Whether the tax to GDP ratio is narrowly or broadly defined, Indonesia’s tax performance has remained consistently near the bottom among its ASEAN peers. Hence, the tax system should be overhauled to increase government revenues to support higher expenditures on human resource development (education and health care) and basic infrastructure.

But tax reform is only possible if the legal foundations (tax laws) are revised. But many in the House of Representatives seem to underestimate the magnitude and gravity of the problem. The government proposed to the House a bill on general tax provisions as the first of three tax laws planned to be revised as early as 2016, but the draft law has remained on the shelf.
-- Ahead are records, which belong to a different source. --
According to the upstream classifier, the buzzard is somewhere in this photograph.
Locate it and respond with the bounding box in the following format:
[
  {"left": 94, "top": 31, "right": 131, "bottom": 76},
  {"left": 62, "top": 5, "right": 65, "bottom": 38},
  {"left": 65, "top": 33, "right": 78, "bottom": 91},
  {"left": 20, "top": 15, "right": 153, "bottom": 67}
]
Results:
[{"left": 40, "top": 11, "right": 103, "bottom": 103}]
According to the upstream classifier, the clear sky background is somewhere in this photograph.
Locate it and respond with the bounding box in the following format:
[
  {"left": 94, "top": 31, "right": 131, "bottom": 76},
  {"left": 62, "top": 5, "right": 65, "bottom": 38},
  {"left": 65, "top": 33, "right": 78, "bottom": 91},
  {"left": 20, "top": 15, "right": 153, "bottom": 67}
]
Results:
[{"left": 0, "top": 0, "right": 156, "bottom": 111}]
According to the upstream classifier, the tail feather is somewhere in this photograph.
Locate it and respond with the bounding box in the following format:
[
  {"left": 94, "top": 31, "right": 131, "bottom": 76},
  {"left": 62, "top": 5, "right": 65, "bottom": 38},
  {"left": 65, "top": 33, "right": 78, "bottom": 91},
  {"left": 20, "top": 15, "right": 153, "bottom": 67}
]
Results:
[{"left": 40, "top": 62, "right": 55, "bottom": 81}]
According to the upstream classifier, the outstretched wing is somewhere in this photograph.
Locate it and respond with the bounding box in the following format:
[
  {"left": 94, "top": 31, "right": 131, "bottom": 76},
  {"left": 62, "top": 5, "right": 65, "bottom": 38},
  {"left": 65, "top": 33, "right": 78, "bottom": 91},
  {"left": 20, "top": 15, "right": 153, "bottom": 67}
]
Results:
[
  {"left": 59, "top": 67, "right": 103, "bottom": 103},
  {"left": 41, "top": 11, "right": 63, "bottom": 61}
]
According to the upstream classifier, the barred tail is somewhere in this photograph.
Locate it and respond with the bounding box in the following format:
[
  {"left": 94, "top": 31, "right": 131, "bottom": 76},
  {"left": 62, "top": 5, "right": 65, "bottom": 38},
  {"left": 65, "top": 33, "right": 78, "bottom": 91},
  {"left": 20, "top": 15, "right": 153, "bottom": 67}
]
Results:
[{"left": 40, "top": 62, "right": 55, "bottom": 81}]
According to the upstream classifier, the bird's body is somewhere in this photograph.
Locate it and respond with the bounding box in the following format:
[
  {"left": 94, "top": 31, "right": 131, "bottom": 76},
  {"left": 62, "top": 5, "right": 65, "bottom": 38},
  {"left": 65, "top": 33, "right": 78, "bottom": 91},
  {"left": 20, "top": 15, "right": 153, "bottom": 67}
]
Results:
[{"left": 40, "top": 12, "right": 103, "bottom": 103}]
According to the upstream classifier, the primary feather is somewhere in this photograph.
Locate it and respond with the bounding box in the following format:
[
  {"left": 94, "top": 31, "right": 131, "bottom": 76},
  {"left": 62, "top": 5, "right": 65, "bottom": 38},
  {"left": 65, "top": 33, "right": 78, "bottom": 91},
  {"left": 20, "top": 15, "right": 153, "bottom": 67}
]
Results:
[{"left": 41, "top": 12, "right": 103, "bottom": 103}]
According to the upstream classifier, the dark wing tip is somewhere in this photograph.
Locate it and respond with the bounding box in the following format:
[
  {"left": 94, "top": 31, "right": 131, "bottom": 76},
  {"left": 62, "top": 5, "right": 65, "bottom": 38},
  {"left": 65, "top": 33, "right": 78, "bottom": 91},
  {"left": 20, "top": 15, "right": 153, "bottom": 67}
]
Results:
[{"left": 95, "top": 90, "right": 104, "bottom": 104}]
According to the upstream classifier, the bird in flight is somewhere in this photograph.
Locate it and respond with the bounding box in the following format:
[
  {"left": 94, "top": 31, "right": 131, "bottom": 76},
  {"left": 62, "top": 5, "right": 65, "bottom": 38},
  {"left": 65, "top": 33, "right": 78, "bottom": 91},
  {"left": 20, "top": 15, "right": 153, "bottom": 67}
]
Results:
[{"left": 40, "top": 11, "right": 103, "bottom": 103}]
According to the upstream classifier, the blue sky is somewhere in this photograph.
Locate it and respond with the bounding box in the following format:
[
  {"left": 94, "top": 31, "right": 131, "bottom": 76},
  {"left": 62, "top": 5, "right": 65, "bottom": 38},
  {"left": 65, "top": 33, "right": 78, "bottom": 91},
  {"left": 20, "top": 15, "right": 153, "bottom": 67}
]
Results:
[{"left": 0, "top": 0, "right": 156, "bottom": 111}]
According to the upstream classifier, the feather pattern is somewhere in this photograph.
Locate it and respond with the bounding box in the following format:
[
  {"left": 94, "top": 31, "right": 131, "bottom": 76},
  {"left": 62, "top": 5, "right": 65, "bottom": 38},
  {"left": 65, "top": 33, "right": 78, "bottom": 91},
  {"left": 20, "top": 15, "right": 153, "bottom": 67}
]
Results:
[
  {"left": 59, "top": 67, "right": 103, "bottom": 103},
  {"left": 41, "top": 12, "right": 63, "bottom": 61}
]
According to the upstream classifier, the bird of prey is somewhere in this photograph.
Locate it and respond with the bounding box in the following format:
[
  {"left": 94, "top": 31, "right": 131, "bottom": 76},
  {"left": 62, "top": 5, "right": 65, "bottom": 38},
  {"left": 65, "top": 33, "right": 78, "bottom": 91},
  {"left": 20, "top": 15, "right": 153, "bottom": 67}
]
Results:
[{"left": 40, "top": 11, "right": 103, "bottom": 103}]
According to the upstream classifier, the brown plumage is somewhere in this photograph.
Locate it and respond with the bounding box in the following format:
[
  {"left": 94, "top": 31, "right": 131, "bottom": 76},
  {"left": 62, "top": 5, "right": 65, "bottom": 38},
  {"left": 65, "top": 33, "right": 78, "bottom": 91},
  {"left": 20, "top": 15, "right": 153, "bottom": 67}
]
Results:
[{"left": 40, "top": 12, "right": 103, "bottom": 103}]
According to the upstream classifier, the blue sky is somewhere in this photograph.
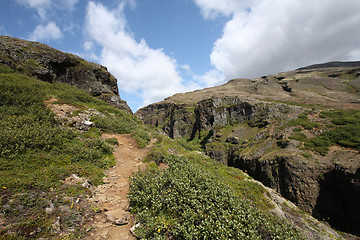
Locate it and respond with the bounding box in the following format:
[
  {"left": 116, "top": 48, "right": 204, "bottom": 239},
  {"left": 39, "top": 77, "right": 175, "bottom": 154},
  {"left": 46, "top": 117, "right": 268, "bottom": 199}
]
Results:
[{"left": 0, "top": 0, "right": 360, "bottom": 111}]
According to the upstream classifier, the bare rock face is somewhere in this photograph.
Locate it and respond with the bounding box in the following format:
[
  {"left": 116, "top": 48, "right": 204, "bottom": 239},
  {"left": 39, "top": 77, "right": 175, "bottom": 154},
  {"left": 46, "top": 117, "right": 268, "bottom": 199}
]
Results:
[
  {"left": 136, "top": 62, "right": 360, "bottom": 235},
  {"left": 0, "top": 36, "right": 131, "bottom": 112}
]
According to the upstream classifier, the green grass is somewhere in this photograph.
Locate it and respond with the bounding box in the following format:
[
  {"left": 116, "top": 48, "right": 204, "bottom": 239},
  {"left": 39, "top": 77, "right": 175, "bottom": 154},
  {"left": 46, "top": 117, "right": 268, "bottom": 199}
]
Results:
[
  {"left": 0, "top": 64, "right": 149, "bottom": 239},
  {"left": 289, "top": 110, "right": 360, "bottom": 156},
  {"left": 129, "top": 137, "right": 301, "bottom": 239}
]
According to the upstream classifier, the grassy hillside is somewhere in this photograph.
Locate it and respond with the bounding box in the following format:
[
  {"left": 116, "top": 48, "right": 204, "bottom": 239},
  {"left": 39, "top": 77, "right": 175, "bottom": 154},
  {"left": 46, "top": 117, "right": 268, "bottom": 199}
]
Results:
[
  {"left": 0, "top": 65, "right": 149, "bottom": 239},
  {"left": 129, "top": 134, "right": 302, "bottom": 239}
]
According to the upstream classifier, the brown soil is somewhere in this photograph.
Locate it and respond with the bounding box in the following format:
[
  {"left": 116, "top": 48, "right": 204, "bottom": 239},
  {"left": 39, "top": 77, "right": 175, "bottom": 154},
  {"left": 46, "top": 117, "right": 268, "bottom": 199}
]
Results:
[{"left": 88, "top": 134, "right": 151, "bottom": 240}]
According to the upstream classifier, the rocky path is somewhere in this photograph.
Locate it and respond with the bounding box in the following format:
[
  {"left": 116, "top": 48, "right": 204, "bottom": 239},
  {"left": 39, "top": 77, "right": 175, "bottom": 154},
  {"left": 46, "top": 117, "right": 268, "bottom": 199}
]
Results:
[{"left": 88, "top": 134, "right": 151, "bottom": 240}]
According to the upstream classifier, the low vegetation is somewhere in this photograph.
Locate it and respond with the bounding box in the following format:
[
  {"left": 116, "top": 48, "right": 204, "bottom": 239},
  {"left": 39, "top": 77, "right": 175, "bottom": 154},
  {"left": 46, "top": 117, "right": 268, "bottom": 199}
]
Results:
[
  {"left": 0, "top": 64, "right": 149, "bottom": 239},
  {"left": 129, "top": 138, "right": 301, "bottom": 239}
]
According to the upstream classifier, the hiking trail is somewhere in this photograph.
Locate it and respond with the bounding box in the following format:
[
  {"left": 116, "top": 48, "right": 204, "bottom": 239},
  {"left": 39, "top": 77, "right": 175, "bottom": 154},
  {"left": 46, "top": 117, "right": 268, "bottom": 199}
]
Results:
[{"left": 88, "top": 134, "right": 152, "bottom": 240}]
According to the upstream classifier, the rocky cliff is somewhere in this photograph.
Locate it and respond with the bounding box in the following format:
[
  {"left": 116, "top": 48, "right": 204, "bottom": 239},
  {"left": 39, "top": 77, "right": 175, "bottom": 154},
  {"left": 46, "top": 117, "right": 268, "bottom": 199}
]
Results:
[
  {"left": 136, "top": 62, "right": 360, "bottom": 235},
  {"left": 0, "top": 36, "right": 131, "bottom": 112}
]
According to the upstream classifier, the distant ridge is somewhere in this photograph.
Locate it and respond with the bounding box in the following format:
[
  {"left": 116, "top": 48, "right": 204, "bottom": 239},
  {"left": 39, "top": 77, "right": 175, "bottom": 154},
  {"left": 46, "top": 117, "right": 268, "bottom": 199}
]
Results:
[{"left": 296, "top": 61, "right": 360, "bottom": 70}]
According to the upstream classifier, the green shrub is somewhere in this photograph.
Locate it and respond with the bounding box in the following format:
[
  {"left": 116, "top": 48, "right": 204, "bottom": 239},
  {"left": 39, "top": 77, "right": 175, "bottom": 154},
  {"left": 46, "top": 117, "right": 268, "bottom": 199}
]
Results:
[
  {"left": 129, "top": 155, "right": 301, "bottom": 239},
  {"left": 132, "top": 126, "right": 151, "bottom": 148},
  {"left": 0, "top": 69, "right": 138, "bottom": 239}
]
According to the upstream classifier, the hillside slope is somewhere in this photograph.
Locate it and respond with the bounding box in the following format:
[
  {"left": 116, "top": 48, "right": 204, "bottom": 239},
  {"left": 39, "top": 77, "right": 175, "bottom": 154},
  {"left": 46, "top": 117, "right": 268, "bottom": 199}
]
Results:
[
  {"left": 0, "top": 36, "right": 357, "bottom": 239},
  {"left": 0, "top": 36, "right": 131, "bottom": 112},
  {"left": 136, "top": 63, "right": 360, "bottom": 235}
]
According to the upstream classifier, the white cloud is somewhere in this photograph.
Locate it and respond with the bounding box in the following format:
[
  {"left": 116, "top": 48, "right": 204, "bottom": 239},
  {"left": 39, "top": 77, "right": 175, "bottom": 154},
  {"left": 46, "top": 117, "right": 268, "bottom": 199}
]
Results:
[
  {"left": 194, "top": 0, "right": 250, "bottom": 19},
  {"left": 86, "top": 1, "right": 197, "bottom": 108},
  {"left": 60, "top": 0, "right": 79, "bottom": 11},
  {"left": 30, "top": 22, "right": 63, "bottom": 41},
  {"left": 16, "top": 0, "right": 79, "bottom": 21},
  {"left": 195, "top": 0, "right": 360, "bottom": 79},
  {"left": 16, "top": 0, "right": 52, "bottom": 19}
]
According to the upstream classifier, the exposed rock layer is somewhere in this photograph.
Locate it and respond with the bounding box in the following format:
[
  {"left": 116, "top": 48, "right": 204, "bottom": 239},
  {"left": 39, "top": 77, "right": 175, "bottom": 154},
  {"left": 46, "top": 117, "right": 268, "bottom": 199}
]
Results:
[
  {"left": 136, "top": 64, "right": 360, "bottom": 235},
  {"left": 0, "top": 36, "right": 131, "bottom": 112}
]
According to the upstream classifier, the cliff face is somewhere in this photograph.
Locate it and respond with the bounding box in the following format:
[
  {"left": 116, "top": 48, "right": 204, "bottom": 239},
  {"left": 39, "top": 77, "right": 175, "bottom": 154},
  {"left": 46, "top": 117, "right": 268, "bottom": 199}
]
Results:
[
  {"left": 136, "top": 63, "right": 360, "bottom": 235},
  {"left": 0, "top": 36, "right": 131, "bottom": 112}
]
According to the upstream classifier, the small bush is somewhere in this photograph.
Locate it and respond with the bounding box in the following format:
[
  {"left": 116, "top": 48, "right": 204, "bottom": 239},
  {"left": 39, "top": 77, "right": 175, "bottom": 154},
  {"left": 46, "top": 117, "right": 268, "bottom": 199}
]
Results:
[{"left": 132, "top": 126, "right": 151, "bottom": 148}]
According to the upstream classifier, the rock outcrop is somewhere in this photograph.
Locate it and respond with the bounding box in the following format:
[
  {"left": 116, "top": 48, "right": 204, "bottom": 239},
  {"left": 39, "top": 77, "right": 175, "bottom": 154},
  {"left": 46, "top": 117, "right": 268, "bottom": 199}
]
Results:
[
  {"left": 0, "top": 36, "right": 131, "bottom": 112},
  {"left": 136, "top": 62, "right": 360, "bottom": 235}
]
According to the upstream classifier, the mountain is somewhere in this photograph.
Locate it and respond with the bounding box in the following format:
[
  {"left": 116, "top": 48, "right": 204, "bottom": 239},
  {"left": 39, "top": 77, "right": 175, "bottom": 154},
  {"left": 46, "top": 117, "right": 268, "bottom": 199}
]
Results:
[
  {"left": 0, "top": 37, "right": 359, "bottom": 239},
  {"left": 0, "top": 36, "right": 131, "bottom": 112},
  {"left": 136, "top": 62, "right": 360, "bottom": 235}
]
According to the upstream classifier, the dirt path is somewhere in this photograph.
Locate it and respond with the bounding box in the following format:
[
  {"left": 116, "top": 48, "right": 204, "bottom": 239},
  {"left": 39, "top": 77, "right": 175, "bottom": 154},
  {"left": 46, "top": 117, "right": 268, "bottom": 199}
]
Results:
[{"left": 88, "top": 134, "right": 151, "bottom": 240}]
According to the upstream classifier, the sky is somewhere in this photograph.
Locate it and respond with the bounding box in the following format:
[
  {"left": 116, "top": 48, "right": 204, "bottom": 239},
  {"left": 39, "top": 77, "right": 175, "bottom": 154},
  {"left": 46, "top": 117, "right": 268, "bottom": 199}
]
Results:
[{"left": 0, "top": 0, "right": 360, "bottom": 111}]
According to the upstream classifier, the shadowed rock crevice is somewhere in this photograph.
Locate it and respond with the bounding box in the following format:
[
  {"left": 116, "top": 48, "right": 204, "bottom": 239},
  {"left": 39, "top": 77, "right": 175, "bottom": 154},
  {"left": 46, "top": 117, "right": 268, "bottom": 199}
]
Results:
[
  {"left": 313, "top": 168, "right": 360, "bottom": 235},
  {"left": 136, "top": 63, "right": 360, "bottom": 237}
]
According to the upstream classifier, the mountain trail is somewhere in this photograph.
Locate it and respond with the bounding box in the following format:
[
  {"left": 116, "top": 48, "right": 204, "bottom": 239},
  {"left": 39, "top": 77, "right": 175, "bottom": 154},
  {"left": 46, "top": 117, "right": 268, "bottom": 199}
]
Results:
[{"left": 88, "top": 134, "right": 153, "bottom": 240}]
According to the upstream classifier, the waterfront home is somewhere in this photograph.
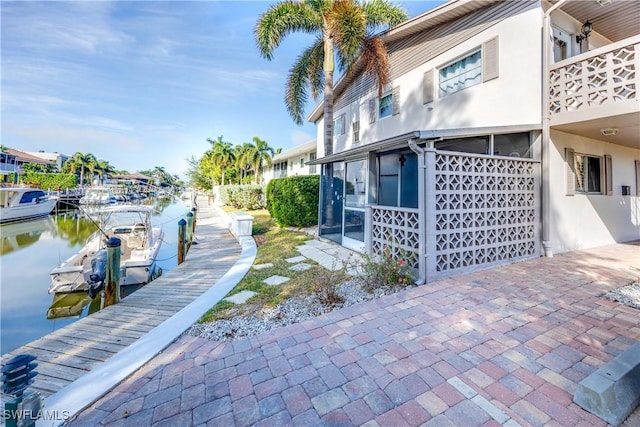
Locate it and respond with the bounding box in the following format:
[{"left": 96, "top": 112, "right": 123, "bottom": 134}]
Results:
[
  {"left": 309, "top": 0, "right": 640, "bottom": 281},
  {"left": 262, "top": 139, "right": 319, "bottom": 184}
]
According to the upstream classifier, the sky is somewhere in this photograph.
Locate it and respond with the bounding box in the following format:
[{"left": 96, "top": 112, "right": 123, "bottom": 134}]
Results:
[{"left": 0, "top": 0, "right": 440, "bottom": 178}]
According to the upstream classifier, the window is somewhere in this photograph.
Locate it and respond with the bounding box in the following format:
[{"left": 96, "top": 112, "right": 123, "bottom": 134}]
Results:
[
  {"left": 378, "top": 93, "right": 393, "bottom": 119},
  {"left": 309, "top": 151, "right": 316, "bottom": 173},
  {"left": 353, "top": 120, "right": 360, "bottom": 143},
  {"left": 574, "top": 154, "right": 602, "bottom": 193},
  {"left": 439, "top": 50, "right": 482, "bottom": 96},
  {"left": 434, "top": 135, "right": 489, "bottom": 154},
  {"left": 333, "top": 114, "right": 344, "bottom": 136},
  {"left": 378, "top": 152, "right": 418, "bottom": 208}
]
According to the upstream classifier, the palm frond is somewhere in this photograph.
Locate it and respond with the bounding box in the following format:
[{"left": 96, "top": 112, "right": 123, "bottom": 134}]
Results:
[
  {"left": 254, "top": 0, "right": 322, "bottom": 60},
  {"left": 362, "top": 0, "right": 408, "bottom": 30},
  {"left": 285, "top": 39, "right": 324, "bottom": 125}
]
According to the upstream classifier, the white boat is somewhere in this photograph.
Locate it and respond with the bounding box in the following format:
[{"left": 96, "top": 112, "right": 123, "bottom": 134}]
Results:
[
  {"left": 0, "top": 187, "right": 58, "bottom": 222},
  {"left": 49, "top": 205, "right": 164, "bottom": 294},
  {"left": 80, "top": 187, "right": 116, "bottom": 205}
]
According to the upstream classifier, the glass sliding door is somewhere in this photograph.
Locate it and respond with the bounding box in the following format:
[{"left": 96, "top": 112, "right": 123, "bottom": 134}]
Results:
[
  {"left": 342, "top": 160, "right": 367, "bottom": 251},
  {"left": 318, "top": 162, "right": 344, "bottom": 244}
]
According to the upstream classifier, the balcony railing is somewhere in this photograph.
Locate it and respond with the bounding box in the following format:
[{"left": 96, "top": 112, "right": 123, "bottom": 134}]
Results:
[{"left": 549, "top": 36, "right": 640, "bottom": 125}]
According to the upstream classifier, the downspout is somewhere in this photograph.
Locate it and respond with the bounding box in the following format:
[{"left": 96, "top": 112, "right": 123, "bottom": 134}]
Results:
[
  {"left": 409, "top": 138, "right": 427, "bottom": 285},
  {"left": 541, "top": 0, "right": 566, "bottom": 258}
]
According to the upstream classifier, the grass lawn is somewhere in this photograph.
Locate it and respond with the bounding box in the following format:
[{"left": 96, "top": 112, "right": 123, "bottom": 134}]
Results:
[{"left": 199, "top": 209, "right": 348, "bottom": 323}]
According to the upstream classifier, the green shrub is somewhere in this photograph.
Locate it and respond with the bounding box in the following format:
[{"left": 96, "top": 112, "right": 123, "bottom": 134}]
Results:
[
  {"left": 267, "top": 175, "right": 320, "bottom": 227},
  {"left": 20, "top": 171, "right": 78, "bottom": 191},
  {"left": 220, "top": 185, "right": 264, "bottom": 210}
]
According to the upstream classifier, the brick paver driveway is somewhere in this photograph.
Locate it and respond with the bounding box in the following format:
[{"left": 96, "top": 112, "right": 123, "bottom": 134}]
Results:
[{"left": 70, "top": 244, "right": 640, "bottom": 426}]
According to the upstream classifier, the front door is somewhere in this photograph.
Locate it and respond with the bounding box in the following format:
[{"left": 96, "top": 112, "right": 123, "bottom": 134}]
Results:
[{"left": 342, "top": 160, "right": 368, "bottom": 252}]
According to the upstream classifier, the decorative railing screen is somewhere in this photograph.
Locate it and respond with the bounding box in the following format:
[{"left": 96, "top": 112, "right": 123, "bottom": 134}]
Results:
[
  {"left": 427, "top": 152, "right": 539, "bottom": 279},
  {"left": 549, "top": 40, "right": 639, "bottom": 115},
  {"left": 371, "top": 206, "right": 419, "bottom": 269}
]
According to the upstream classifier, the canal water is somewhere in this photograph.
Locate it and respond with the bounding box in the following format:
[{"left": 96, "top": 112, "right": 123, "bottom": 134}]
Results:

Now, in the run-up to the presidential and legislative elections in April 2019, it is rather impossible to deliberate such an important, yet politically sensitive, bill because in an election year, everything tends to be examined through the prism of politics.

We, therefore, support the suggestion of many analysts that the deliberations of the bill on general tax provisions be postponed, so that it can be debated at the House together with the bills on income tax and value-added tax after the new government takes over in October 2019.

Deliberating the three bills in a single package will be more effective and efficient to ensure the tax system resulting from the comprehensive reform will greatly improve the efficiency of tax collection, enhance equity in tax burdens and make it easier for the tax office to administer and for taxpayers to comply with the various taxes.

The government should see to it that the tax reform should not be piecemeal and ad hoc in nature but should be able to transform the tax system in a focused, systematic fashion, based on facts and sound economic reasoning. The reform should be seen as part of an overall program to raise the government’s financing capacity and at the same time, reduce inequality and enhance fairness.

Moreover, past experiences have also shown that it is politically much easier to launch such difficult and politically sensitive reforms — a key to Indonesia’s medium-term revenue strategy — at the outset of a newly elected government. 

The stakes are quite big. Without a comprehensive tax reform, the government’s financing capacity will remain inadequate to significantly help lift up economic growth over 5 percent. But higher economic growth is badly needed to create more jobs to absorb the 2.5 million annual addition to the workforce and to lift an estimated 26 million people out of absolute poverty.